The Financial Accounting Standards Board is proposing new updates to the Accounting Standards Codification around goodwill write-downs, business combinations, and revenue recognition for healthcare entities based on recommendations from its Emerging Issues Task Force.

In the proposal titled Intangibles – Goodwill and Other (Topic 350): How the Carrying Amount of a Reporting Unit Should Be Calculated When Performing Step 1 of the Goodwill Impairment Test, FASB and the EITF want to settle on one starting point for all companies to follow in deciding if goodwill needs to be written down.

Goodwill is an intangible asset that arises on corporate balance sheets when a company completes a merger or acquisition, assigns values to all the individual assets and liabilities, then still has an additional amount paid that needs to be recognized. It’s synonymous with the “synergy” of a company’s collective assets and liabilities. Accounting rules prescribe a two-part test that a company must perform to determine if the goodwill carried on a company’s balance sheet needs a haircut, a scenario faced by a lot of companies over the past few years through the financial crisis and recession.

Companies followed different approaches to satisfy the requirements for the two-part step, and FASB said some constituents raised concerns that the diversity in approaches didn’t always lead to the right answers. As such, with the codification update, FASB proposes to specify a single starting point for the two-part impairment analysis to assure companies are arriving at consistent outcomes and comparable financial results.

In the proposal titled Business Combinations (Topic 805): Disclosure of Supplementary Pro Forma Information for Business Combinations, FASB and the EITF want to shore up some different interpretations around how companies should present pro forma revenue and earnings disclosures for business combinations. Topic 805 already requires a public company to disclose pro forma information for business combinations that took place in the current reporting period, including revenue and earnings of the newly combined entity, as if they’d hooked up at the beginning of the reporting year.

Companies have followed different approaches, however, in rolling forward from the beginning of the annual reporting period to the period in which the merger or acquisition took place. The codification update would give more specific guidance to clarify how a company should present revenue and earnings for comparative periods to assure companies are providing truly comparable data, period to period and company to company.

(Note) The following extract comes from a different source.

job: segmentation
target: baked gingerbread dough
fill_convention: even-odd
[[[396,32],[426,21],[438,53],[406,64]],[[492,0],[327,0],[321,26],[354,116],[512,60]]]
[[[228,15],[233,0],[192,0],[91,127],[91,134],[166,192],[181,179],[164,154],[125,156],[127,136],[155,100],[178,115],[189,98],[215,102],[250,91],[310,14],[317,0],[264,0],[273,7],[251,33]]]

Finally, the proposed guidance for healthcare entities is meant to address concerns that such companies recognize revenue without adequately reflecting legitimate concerns about how collectable it really is. The guidance would require such entities to make some additional disclosures about its allowance for doubtful accounts so investors can get a realistic view of how much of the company’s revenue will be collected.

FASB is accepting comments on all three proposals through Nov. 5.